Minister sprawiedliwości poinformował w niedzielę, że lubuski radny nie jest jego znajomym i polecił w jego sprawie wszcząć prokuratorskie dochodzenie. Radny PiS zawiesił swoje członkostwo w partii.
W liście przesłanym przez Sapę w poniedziałek do redakcji lubuskich mediów czytamy m.in.: "Jest mi bardzo przykro i przepraszam wszystkich mieszkańców Zielonej Góry oraz funkcjonariuszy Policji za moje zachowanie".
"Nie wiem jak doszło do tego zdarzenia. Po wyjściu z lokalu, gdzie uczestniczyłem w wieczorze kabaretowym, straciłem z nieznanych mi powodów, świadomość. Nie pamiętam jak przebiegły wydarzenia związane z interwencją funkcjonariuszy policji. Nie potrafię odpowiedzieć na pytanie, co mogło wywołać moje zachowanie" - napisał w liście Sapa, szef sejmikowej komisji zdrowia.
Początkowo radny miał zostać osądzony przed tzw. sądem 24- godzinnym, ale - jak poinformowała w poniedziałek zielonogórska prokuratura - w trakcie przesłuchania podejrzany powołał się na fakty, których sprawdzenie wymaga wielu różnorakich czynności dowodowych i odpowiedniej ilości czasu. Jednocześnie podejrzany i jego obrońca złożyli wnioski o przeprowadzenie specjalistycznej ekspertyzy, wymagającej udziału najmniej dwóch lekarzy specjalistów.

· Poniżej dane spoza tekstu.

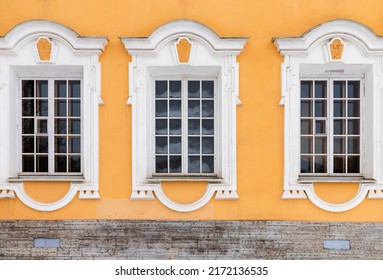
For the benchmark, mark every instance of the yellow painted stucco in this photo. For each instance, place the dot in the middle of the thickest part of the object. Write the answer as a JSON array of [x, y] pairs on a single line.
[[259, 120]]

Jak nieoficjalnie dowiedziała się PAP ze źródeł zbliżonych do organów ścigania, radny miał przekonywać, że zażywa lekarstwa, które w połączeniu z alkoholem mogą prowadzić do stanów agresji.

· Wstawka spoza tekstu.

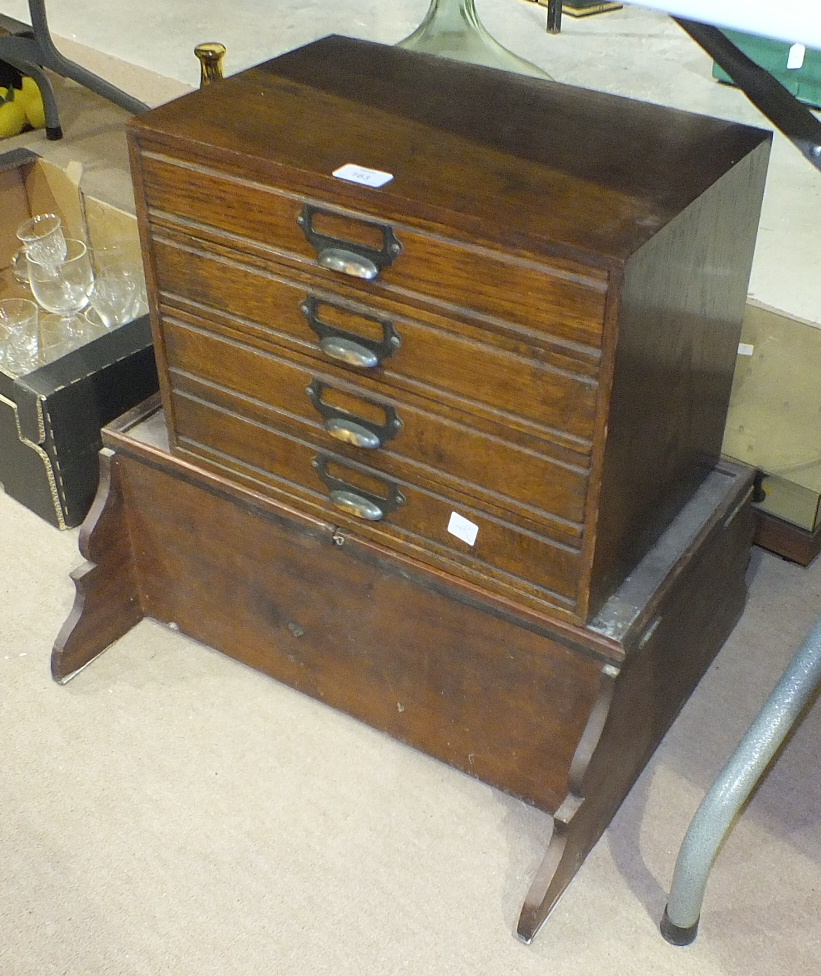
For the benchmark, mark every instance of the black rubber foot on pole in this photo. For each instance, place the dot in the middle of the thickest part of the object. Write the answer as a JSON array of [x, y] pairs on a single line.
[[676, 934]]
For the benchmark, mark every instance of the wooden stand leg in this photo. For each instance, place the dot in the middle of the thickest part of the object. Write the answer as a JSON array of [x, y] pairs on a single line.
[[106, 604]]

Po przewiezieniu radnego do izby wytrzeźwień, stwierdzono u niego 1,78 promila alkoholu w wydychanym powietrzu.
Prokuratura postawiła mu zarzuty znieważenia policjantów i nakłaniania ich do odstąpienia od wykonywania obowiązków.
Radny sejmiku wojewódzkiego zasłynął w kraju podczas ogólnopolskiego protestu lekarzy rodzinnych zrzeszonych w Porozumieniu Zielonogórskim. Był rzecznikiem tego stowarzyszenia.